From 3.17 GB to 354 MB: How I Reduced My Kubeflow Docker Image by 89%

Docker Image Size Optimization for Kubeflow pipeline

In this blog, I shared how I reduced a Kubeflow pipeline Docker image from 3.17 GB down to 354 MB (an 89% reduction) and the reasoning behind every change I made.

A little backstory.

As part of our MLOps workflow, I took over an existing Kubeflow pipeline developed by a different ML engineer.

While working on the pipeline, when I checked the image size, it was 3.17 GB. During the discussion with the DevOps team, we agreed this was unacceptable for a pipeline that runs on every model retrain.

So my only goals were,

Here is what I learned along the way including a few things I wish I had known before I started.

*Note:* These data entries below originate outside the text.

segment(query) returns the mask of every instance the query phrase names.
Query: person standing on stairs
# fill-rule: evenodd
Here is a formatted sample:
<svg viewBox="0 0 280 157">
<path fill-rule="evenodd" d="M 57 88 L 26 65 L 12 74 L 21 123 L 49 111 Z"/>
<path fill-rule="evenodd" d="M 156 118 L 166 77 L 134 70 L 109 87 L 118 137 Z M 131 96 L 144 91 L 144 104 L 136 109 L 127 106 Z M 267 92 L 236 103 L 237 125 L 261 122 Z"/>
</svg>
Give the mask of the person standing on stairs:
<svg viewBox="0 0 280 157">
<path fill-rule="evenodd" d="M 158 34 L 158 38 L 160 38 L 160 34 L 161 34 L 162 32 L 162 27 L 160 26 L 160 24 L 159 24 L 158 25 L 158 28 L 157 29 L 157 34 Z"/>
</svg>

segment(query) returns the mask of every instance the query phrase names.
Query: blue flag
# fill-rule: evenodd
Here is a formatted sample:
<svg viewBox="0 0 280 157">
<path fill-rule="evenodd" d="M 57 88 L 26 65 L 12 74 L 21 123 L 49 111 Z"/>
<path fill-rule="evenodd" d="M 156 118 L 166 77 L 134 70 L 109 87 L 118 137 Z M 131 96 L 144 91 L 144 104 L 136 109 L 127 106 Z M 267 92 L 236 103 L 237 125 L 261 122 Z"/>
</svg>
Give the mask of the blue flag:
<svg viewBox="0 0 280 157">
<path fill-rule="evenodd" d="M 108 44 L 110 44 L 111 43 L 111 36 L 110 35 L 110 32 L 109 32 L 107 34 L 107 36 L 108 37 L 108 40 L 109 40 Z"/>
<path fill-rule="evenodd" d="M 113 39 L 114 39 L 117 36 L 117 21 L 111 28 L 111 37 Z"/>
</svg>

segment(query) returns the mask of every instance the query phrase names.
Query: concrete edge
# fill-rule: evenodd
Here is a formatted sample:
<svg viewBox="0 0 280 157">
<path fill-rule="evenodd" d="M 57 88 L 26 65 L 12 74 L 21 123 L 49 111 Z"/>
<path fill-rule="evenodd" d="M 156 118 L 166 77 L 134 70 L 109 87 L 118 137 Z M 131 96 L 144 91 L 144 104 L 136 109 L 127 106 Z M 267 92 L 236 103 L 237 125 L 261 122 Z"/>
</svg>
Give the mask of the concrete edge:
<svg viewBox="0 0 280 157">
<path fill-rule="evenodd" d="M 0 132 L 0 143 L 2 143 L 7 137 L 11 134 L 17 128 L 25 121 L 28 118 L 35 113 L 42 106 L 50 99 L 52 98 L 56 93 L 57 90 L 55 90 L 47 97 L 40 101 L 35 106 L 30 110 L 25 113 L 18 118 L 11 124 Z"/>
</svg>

The Starting Point: A Bloated 3.17 GB Docker Image

For running my Kubeflow pipeline, I need to install the following packages and dependencies, which are contained in my requirements.txt file.

This was the requirements.txt file before optimization.

# training
scikit-learn
numpy
pandas
pandera
matplotlib
seaborn
boto3
python-dotenv

# (optional)
pyarrow
joblib
# Feast/pandas can read s3:// URLs:
s3fs

# kubeflow
kfp
kfp-kubernetes
kubernetes
kubeflow
kubeflow-training

# mlflow
mlflow

# API / Serving 
flask
flask-cors

# feast-feature-store
feast
feast[redis]
feast[postgres]

torch

And, this was the Dockerfile before optimization.

FROM python:3.11-slim

# Install system dependencies
RUN apt-get update && apt-get install -y git && apt-get clean

# Set working directory
WORKDIR /app

# Copy entire project
COPY . .

# Install dependencies
RUN pip install --no-cache-dir -r requirements.txt

# Install your project as a package
RUN pip install --no-cache-dir .

When I ran the Docker build command, it built an image of 3.17 GB. And also it took a time of nearly 800 seconds ( 13 minutes ) to build the image.

$ docker images

IMAGE                    ID              DISK USAGE    CONTENT SIZE
kubeflow_pipeline:v1   09e88c766290        9.47GB        3.17GB
[+] Building 797.2s (12/12) FINISHED

Audit packages and dependencies

Let's see the history of the image build, So that we can understand at which layer of the build it took more of the size. And remove what packages we dont need at runtime.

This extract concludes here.